La coutellerie centenaire Déglon a obtenu en juillet dernier le label Longtime qui atteste du caractère durable des produits de la marque.

Créé par la société coopérative et participative Ethikis et soutenu par l’Agence de la transition écologique (Ademe), Longtime examine la durabilité des produits à travers 41 critères en termes de longévité, réparabilité et qualité du service après-vente. La marque Déglon rejoint de grandes marques déjà labellisées telles que Nature&Découvertes, Lafuma mobilier, Santos ou encore Rowenta. Les produits Déglon labellisés sont : les couteaux Premium, Damas 67, Grand Chef, Cuisine Idéale Sabatier Deg, High Woods, Génération Y, Cuisine Massive, Oryx, Darkwood, Essentiel, Bonne Cuisine, Surclass, Profil, Degscharf, Maxifil, les couteaux my.D, Silex Color, Richelieu, Taillanderie, Poisson, Fromage, les couteaux d’office, les couteaux à steaks et Meeting ; les ustensiles de cuisine Stop’Glisse, Surclass, Empire Café, Spatules, Petits Outils culinaires.

De l’atelier de fabrication jusqu’aux cuisines professionnelles, l’audit de labellisation Déglon a mis en évidence auprès de l’organisme tiers Apave (filiale du groupe éponyme spécialisé dans la maîtrise des risques) dédié aux labellisations et certifications son savoir-faire, la robustesse de ses produits (fiabilité via des tests), leur réparabilité et leurs conditions de garantie (mise en œuvre, accessibilité, emballages et autres conseils d’utilisation). Les couteaux et les ustensiles de cuisine, garantis à vie, ont obtenu 100 % de conformité sur l’ensemble de ces critères.
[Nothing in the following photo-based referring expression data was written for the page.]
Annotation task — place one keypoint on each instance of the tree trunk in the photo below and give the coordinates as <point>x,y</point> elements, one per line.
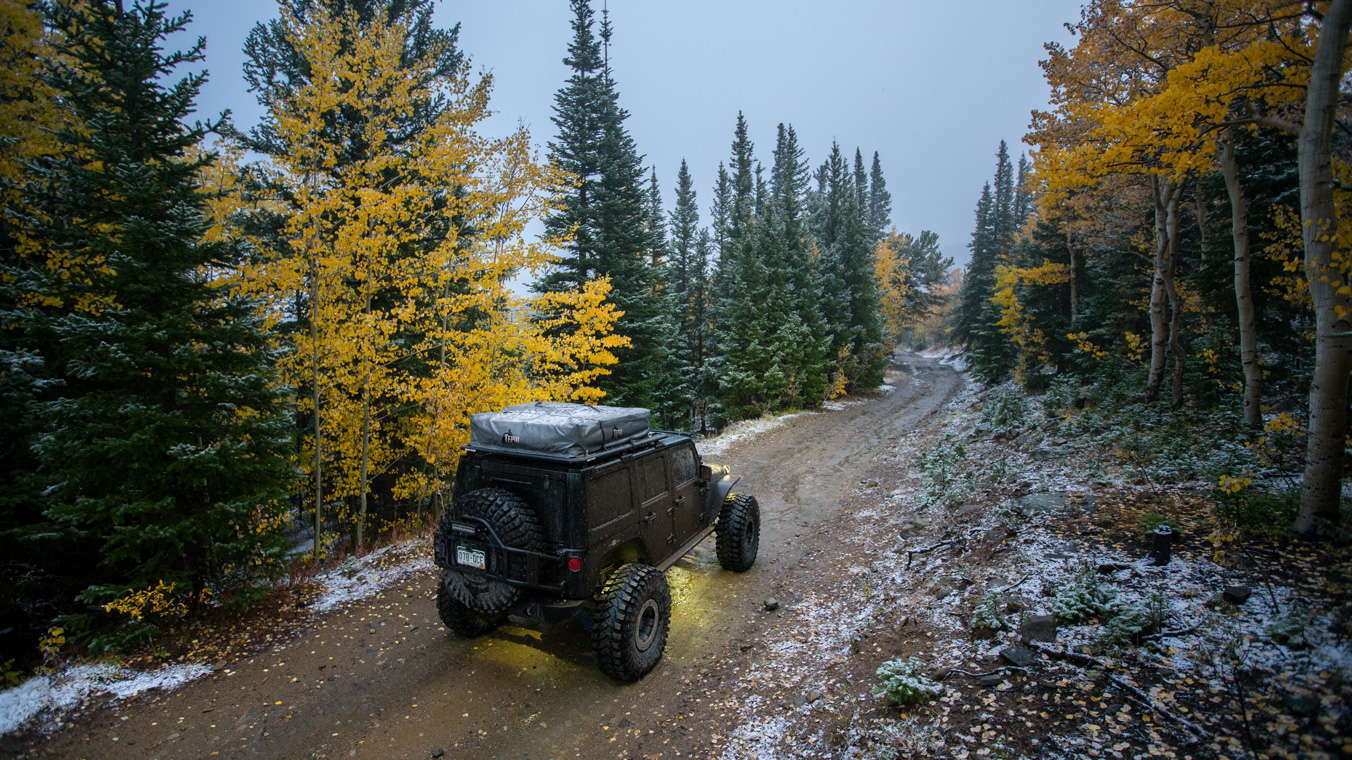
<point>1175,302</point>
<point>1321,492</point>
<point>1164,195</point>
<point>314,359</point>
<point>365,461</point>
<point>1243,299</point>
<point>1075,294</point>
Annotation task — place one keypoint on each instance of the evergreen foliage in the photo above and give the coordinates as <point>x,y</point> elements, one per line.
<point>156,433</point>
<point>614,225</point>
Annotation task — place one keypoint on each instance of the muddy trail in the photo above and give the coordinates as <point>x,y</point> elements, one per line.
<point>383,678</point>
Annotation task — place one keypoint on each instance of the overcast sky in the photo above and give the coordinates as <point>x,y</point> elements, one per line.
<point>932,87</point>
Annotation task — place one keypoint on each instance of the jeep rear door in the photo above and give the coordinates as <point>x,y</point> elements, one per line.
<point>656,505</point>
<point>690,498</point>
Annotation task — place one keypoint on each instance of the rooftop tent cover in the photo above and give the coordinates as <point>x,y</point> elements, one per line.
<point>554,428</point>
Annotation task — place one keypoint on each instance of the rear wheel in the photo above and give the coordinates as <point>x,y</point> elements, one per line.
<point>515,524</point>
<point>634,610</point>
<point>738,532</point>
<point>463,621</point>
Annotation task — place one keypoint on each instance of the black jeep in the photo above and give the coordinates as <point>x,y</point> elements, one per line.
<point>568,509</point>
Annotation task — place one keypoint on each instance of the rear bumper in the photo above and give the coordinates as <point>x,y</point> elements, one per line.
<point>541,571</point>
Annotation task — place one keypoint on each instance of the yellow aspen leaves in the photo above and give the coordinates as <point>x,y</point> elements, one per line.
<point>399,257</point>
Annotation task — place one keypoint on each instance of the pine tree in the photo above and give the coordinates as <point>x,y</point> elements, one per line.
<point>788,187</point>
<point>980,268</point>
<point>879,202</point>
<point>610,210</point>
<point>656,223</point>
<point>687,273</point>
<point>165,444</point>
<point>1002,208</point>
<point>579,107</point>
<point>1022,194</point>
<point>990,350</point>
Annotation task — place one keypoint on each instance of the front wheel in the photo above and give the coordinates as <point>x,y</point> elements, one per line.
<point>634,610</point>
<point>738,532</point>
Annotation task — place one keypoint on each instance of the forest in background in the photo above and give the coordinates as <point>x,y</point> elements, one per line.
<point>223,345</point>
<point>1175,249</point>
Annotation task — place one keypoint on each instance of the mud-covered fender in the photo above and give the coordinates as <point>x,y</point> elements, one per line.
<point>721,484</point>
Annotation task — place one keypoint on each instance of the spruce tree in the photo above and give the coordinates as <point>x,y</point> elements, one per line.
<point>164,446</point>
<point>879,202</point>
<point>788,187</point>
<point>687,272</point>
<point>1002,208</point>
<point>610,210</point>
<point>579,108</point>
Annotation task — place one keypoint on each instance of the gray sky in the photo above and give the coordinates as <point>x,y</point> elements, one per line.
<point>932,87</point>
Une longévité due à la sélection rigoureuse des matériaux (en particulier les aciers pour les lames, les bois pour les manches etc.), au savoir-faire de fabrication, transmis de génération en génération (meulage, montage, ponçage, affilage, etc.), ainsi qu’aux contrôles rigoureux à chaque étape de fabrication.

A noter par ailleurs que Déglon a mis en place l’offre Afil-Service, proposant ainsi à ses partenaires détaillants, distributeurs ou utilisateurs de faire appel à l’entreprise pour redonner vie aux tranchants de leurs couteaux. Et depuis 2017, le fabricant a initié une offre de location de couteaux et d’ustensiles auprès d’un lycée hôtelier, également accompagnée de services. Celle-ci s’étend à d’autres utilisateurs tels que des ateliers de découpe de l’industrie alimentaire par exemple. De’Longhi a également obtenu le label Longtime fin juin 2023 pour ses principales collections d’expresso broyeurs. « L’obtention de ce label réaffirme notre engagement en faveur de l’innovation et de la longévité de nos produits, explique-t-on chez De’Longhi. Cette validation est une étape importante pour De’Longhi, pour qui l’amélioration de la conception des biens commercialisés est une priorité, ainsi que le soutien à l’économie circulaire. »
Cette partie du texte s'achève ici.